TIMBRE deals with existential horror on a Kafkaesque level. The horror of waking up one morning and believing that your day will go on as any other day before it, and suddenly your body begins to betray you. Our world is a fragile one, our senses allow us to perceive it and when we lose one of these senses suddenly the world stops existing depending of the sense we miss. This usually happens on individual cases, and it doesn't mean it's not a life-changing experience for the individual, but it is certainly manageable, as some optimists would say: "it's not the end of the world" and one must learn to live with the affliction and simply go on. But what if suddenly the case is not individual and spreads throughout the world? Suddenly everyone begins going deaf, gradually sounds that we gave for granted begin to disappear. We don't know what causes this phenomenon, we can only theorize the way the characters in this short will surely do, as they try to explain their situation. Are their ears failing them, succumbing to some sort of biological agent spread in the air like a virus, or is sound itself that is abandoning the world, something more cosmic and supernatural going on? No matter, what matters is that the world will never be the same, phones have become irrelevant, thousands of years of refining language and communications gone, the pleasures of music and the works of Mozart or The Beatles lost forever, and listening to a loved one's voice or laughter has been deprived from us forever. The horror in TIMBRE doesn't come from monsters nor zombies or anything of that fantastic variety, instead, it comes from the loss of something that we were sure we would never lose, at least not on that scale. The ramifications of such event become evident, the entire world would have to change in order to cope with the new reality we live in. This is the horror of losing what we give for granted at a universal scale, the horror of sudden change and seeing the world succumb to panic as we realize that this is our new reality and that there's no going back to yesterday, when we never even gave a thought to the horrors that awaited for us tomorrow.

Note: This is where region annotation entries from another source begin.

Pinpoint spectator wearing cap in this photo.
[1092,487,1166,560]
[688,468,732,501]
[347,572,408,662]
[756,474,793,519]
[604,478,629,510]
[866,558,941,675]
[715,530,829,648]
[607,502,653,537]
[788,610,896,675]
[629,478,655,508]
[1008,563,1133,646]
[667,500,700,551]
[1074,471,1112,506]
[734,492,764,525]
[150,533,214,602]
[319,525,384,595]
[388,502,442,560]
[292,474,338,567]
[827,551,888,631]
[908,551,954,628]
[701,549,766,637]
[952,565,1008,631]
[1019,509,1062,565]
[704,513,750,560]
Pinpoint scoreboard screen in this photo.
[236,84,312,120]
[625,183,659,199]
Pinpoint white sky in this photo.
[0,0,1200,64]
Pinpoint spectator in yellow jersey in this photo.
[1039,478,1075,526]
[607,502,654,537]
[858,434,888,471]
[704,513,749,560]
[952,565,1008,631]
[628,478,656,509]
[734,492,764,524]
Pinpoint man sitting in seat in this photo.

Director/Writer Gareth Peevers has crafted an existential horror-thriller that is an example of "less is more". Peevers smartly creates a short-film that is high concept without having to spend hours of development nor does it complicate itself with trying to dazzle its audience with unnecessary CGI that would have blown the budget out of proportion or worse kept the film from ever being produced. Instead, Peevers shows us an example of smart short-film deign by telling an effective story with minimalist elements. There's few characters on screen, almost no dialogue, few minutes of run-time of which none are wasted (there's very little narrative fat here) and the short's biggest "special effect" is simply its use of sound and the reactions of the characters towards their horrifying new reality. Peevers has chosen an invisible threat, the best monsters are often the ones we don't see and in this case, this is something that we don't even hear. The sound design works on levels as different sounds begin to fade one by one, from loud noises to voices and finally complete silence. The script by Peevers is an example of tight narrative, and his direction denotes a clear no-nonsense vision which translates into five minutes of expert storytelling, as the sound begins to fade, we are left with silent end-credits which end the film on a brilliant, haunting note. Tim Barrow and Vasso Georgiadou give life to the main couple who experience the sensory loss, both performers manage to capture the confusion and sense of despair as each sound decibel begins to leave them until there's nothing left. Special mention must also go to David Lee's desaturated cinematography that conveys the sense of isolation felt by the characters as well as Nico Metten's sound design which is the key for this story to work. We have seen many filmmakers trying to create over-complicated logistical nightmares and budgetary prohibitive films that in the end don't work out due to a lack of resources, but this short-film avoids all that by simply being smart about how to convey horror through sound or the lack of it to be more precise. Overall, a fantastic example of effective short-film film-making.